Abstract

Cascaded Raman fiber laser (CRFLs) based on random distributed feedback (RDFB) are proven to be simple, wavelength agile and power scalable technology. However, they are limited in terms of spectral purity where a small amount of output power resides in unwanted Stokes orders. This is due to the inherent intensity noise of pump source used for Raman conversion, which gets transferred and amplified to multiple Stokes orders. Since each Stoke’s signal acts as a pump for the next Stoke’s signal, spectral purity keeps reducing with increasing Stokes order. Further, this increases spectral broadening in these systems due to nonlinear effects of self-phase modulation (SPM) and Cross-Phase Modulation (XPM), thereby, limiting the narrow linewidth operation. Broad spectral width in CRFLs is attributed to 1) inherent broad (~40THz) Raman gain spectrum, and to 2) nonlinear spectral broadening through SPM and XPM. By employing narrow bandwidth spectral filters for feedback and low intensity noise sources for the pump, narrow linewidth operation can be achieved.

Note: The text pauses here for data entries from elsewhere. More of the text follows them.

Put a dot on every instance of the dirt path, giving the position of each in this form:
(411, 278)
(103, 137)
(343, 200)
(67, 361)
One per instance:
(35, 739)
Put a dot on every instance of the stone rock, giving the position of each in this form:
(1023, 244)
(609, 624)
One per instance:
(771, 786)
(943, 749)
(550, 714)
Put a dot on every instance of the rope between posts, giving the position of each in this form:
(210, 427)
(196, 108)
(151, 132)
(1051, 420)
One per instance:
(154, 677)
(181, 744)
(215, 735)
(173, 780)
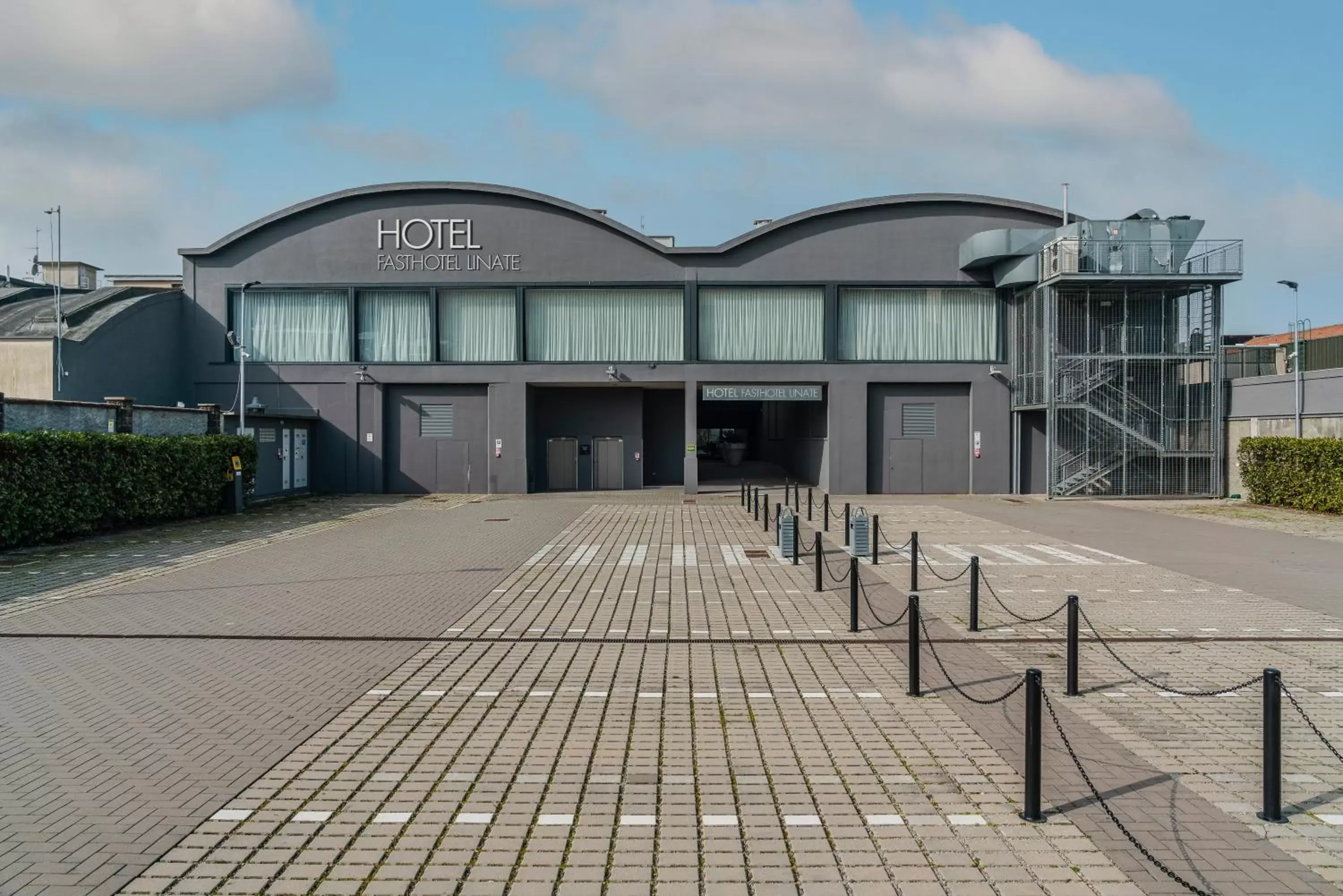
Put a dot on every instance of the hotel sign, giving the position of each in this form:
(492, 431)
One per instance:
(437, 243)
(759, 393)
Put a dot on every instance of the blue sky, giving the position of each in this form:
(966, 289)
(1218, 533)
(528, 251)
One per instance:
(688, 119)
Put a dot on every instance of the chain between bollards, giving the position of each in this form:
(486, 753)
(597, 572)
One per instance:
(1274, 747)
(1031, 802)
(914, 561)
(821, 558)
(1072, 644)
(853, 594)
(974, 593)
(914, 691)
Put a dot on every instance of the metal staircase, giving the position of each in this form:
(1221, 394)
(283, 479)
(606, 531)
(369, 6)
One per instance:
(1118, 425)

Here, we demonstrate a low-intensity noise (<-101dBc/Hz from 9kHz to 10GHz) CRFL with <= 99% spectral purity over 6 Stokes orders. A low-intensity noise (<-147dBc/Hz from 9kHz to 10GHz), Narrow linewidth (DBR, 5MHz) 1064nm laser as a pump source. It is line-broadened to ~50GHz bandwidth through phase modulation with a noise source and a sinusoidal signal to suppress stimulated Brillouin scattering (SBS). It is then amplified to 73W using amplifier chain and a passive Raman fiber of length 340m is used for Raman conversion. This work paves a way to achieve narrow linewidth CRFLs with very high conversion efficiency.